I would submit to you that it has nothing to do with the gas ... as long as you got 91 octane or better. It's weather related. It's supposed to get colder tomorrow. Try it Wednesday morning. It hasn't happened to me in about 7-10 days either.


----------



## FireFly (May 2, 2002)

I have an 02 330xi and it will NOT go into reverse on a cold morning. The car is a manual and it's inside a garage. If you try to put it in reverse it will grind and not let you in. Warm the car up for a few minutes and it works fine. Has never happened in the spring/summer or fall. Only cold winter mornings.


----------



## jbmd (Apr 18, 2003)

*delay*

I have an 04 330cic with 8000 miles on it and am having problems accelerating from a cold start (over the past few weeks 30-40 degrees out at times). My rpms are hitting 3-4 thousand before my car will move. On an incline my car will roll backwards! After the initial start the car runs without fine without delay. Does anyone know the cause of this? I have to get an appointment with the BMW service department...

JB


----------



## lsedels (Jul 12, 2003)

Spoke to my service dept. today. 

Yes ... it is a GM transmission manufactured in France. The same tranny is used on X5s and on '03 3-series. BMW is still working with GM to arrive at the most optimal solution. You can image the thousands of replacement trannys that would be needed and the cost to BMW if every single one of these was completely replaced. He didn't say when the final solution would be announced, but he told me to let it warm up on cold mornings ... and I made an appt. to have them take a look at it. 

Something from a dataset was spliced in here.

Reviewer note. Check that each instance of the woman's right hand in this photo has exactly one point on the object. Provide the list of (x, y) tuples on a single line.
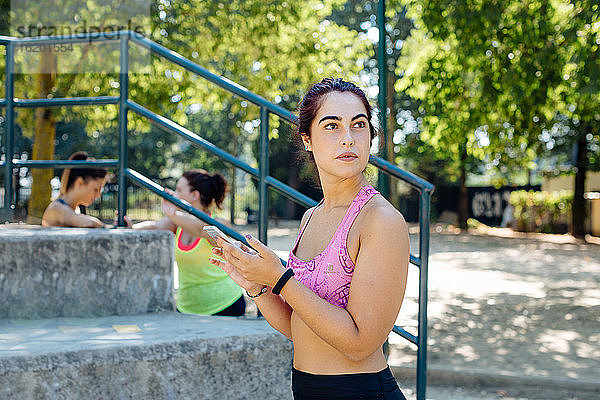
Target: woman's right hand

They know about the issue and he told me that BMW will make good on it. I don't how it's possible for all these people to be low on transmission fluid ... and so soon after delivery. I think ... unfortunately ... that we have this problem. It will be interesting to see how BMW addresses it.


----------



## routesixtysixer (May 2, 2003)

Funny, I have the same problem with my 80,000-mile Dodge Dakota... I have to slip it into neutral after initial start-up for about 3 to 5 seconds, then into reverse. Otherwise, it'll just sit there for a few seconds. Tranny guy told me that there is a valve that prevents fluid from draining from the converter after shut down, and that that valve usually starts sticking open at high miles allowing the fluid to drain out of the converter. By slipping it into neutral, the fluid is circulated throughout the tranny in only a few seconds. Lube circuits aren't active in Park or Reverse. It's worse the colder it gets, I guess because the fluid contracts in the cold, therefore the "volume" is reduced; also viscosity is increased as it cools, which probably slows flow.


----------



## lsedels (Jul 12, 2003)

One more point of information that I forgot to mention. BMW apparently uses two different trannys in the 3-series and X5s. So ... there is a chance that you do not have the GM. The only way to tell is to take it to the dealer and ask them. Service said that they cannot tell from the VIN ... only the factory can.


----------



## damills (Nov 6, 2002)

lsedels said:


> One more point of information that I forgot to mention. BMW apparently uses two different trannys in the 3-series and X5s. So ... there is a chance that you do not have the GM. The only way to tell is to take it to the dealer and ask them. Service said that they cannot tell from the VIN ... only the factory can.


I tested mine the other day @ 36 degrees, didnt slip. Im waiting for colder weather to test it again. I found another post on roadfly, another owner having problem, transmission on backorder

http://bimmer.roadfly.org/bmw/forums/e46/forum.php?postid=4271679&page=1


----------



## lsedels (Jul 12, 2003)

Tested mine at 30 degrees today. Now I'm not so sure if it's happening. The engine definitely races, but the rpms are only at about 1000. Then when I shift into drive, the rpms go to about 1200-1500 until I get forward motion (not 5000) ... it DOES feel like I have to go down pretty significantly on the accelerator before I get really get the car to move say 20mph (moreso than when the engine is warm). So I'm not sure if this is just the engine warming up from a cold state or the tranny problem. I'll know next week cause I have a service appt.


----------



## lsedels (Jul 12, 2003)

Just spoke to the dealer and I can confirm that I do have the issue in my tranny. They actually are in the process of speaking with BMW and want me to keep the loaner and not to pick my car up until they hear back from BMW. The proposal (I'm told) is for them NOT to replace the entire tranny and to only replace the clutch box/clutch assembly (not sure if I got that right) with a new one. A GM technician must be onsite to do this repair. 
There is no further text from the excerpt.